Prompt caching. Anthropic’s cache cuts cost up to 90% on repeated prefix patterns. If you have a long system prompt + tools section repeated across requests, caching is free money.
Where GPT Wins
Image generation. If you need DALL-E-style generation inline, GPT is the only option. Claude doesn’t generate images.
Native voice mode. The voice product is more polished and faster than Anthropic’s equivalent.
Code execution. The Code Interpreter integration is mature. Anthropic’s equivalent (Code Execution) is newer and less feature-rich.
Eclectic knowledge. On obscure trivia or very-recent news, GPT’s training data updates feel slightly fresher. Marginal but real.
Where They Tie
Cost. At the small-model tiers (Haiku vs GPT-5 nano), both are similar per million tokens. At the big-model tiers (Opus vs GPT-5 Pro), both are pricey. Caching matters more than sticker price.
JSON-mode reliability. Both are excellent in 2026. Five years of agent-shaped pressure has fixed the structured-output problem.
Multimodal vision input. Both handle charts, screenshots, document scans well.
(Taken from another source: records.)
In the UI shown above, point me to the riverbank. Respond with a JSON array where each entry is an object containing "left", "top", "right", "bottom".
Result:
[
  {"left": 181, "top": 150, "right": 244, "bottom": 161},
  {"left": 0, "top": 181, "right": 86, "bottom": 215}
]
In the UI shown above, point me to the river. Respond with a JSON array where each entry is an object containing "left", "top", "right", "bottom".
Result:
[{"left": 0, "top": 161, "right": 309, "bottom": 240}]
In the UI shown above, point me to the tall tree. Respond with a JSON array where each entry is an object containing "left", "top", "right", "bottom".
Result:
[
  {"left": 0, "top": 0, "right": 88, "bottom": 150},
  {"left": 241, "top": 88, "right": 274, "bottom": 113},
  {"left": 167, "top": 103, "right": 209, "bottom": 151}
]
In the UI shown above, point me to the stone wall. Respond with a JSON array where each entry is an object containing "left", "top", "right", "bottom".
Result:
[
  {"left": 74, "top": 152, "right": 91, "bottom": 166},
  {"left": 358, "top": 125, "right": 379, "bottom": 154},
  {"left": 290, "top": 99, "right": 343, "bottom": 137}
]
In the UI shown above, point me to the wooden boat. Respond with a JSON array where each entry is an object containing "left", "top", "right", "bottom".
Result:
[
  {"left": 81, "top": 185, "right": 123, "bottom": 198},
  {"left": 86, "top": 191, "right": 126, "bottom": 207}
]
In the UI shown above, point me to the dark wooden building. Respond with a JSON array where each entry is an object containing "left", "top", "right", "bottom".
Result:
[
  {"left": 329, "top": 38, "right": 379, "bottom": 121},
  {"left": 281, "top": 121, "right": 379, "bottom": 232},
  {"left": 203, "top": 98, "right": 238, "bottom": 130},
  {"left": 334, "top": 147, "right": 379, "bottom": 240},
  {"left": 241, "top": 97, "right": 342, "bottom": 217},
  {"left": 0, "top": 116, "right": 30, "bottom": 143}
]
We rarely see a quality difference on real production images.
What We Actually Use
For the projects we’ve shipped this year, the split is roughly:
- Claude Sonnet — 70% of agent calls. Default for tool-using agents, document analysis, customer support.
- Claude Haiku — 20%. High-volume, lower-complexity calls (classification, extraction, summarisation).
- GPT-5 — 10%. Image-generating endpoints, voice features, and one client who’s contractually on OpenAI.
- Gemini — 0% in production. Strong on long context but tool-use reliability is still behind.
- Open-weights (Llama, DeepSeek) via Groq/Together — for the dev-loop where data residency or cost dominates.
How To Pick For A New Project
- If the agent uses tools, start with Claude Sonnet. The hit rate on the first weekend will tell you whether it’s a fit.
- If the agent generates lots of short outputs at scale, benchmark Haiku vs GPT-5 nano on your specific eval. Whichever wins, that’s the answer.
- If the agent needs image gen, you’re on GPT. Don’t fight it.
- For everything else: pick the one your team prefers writing prompts in. Familiarity compounds.
Don’t Lock In Too Early
Both providers are OpenAI-API-compatible in their popular client libraries. Build behind an abstraction (LiteLLM, the LangChain provider layer, Vercel AI SDK) so swapping providers is a config change, not a rewrite. The state of the art moves quarterly — give yourself the optionality to follow it.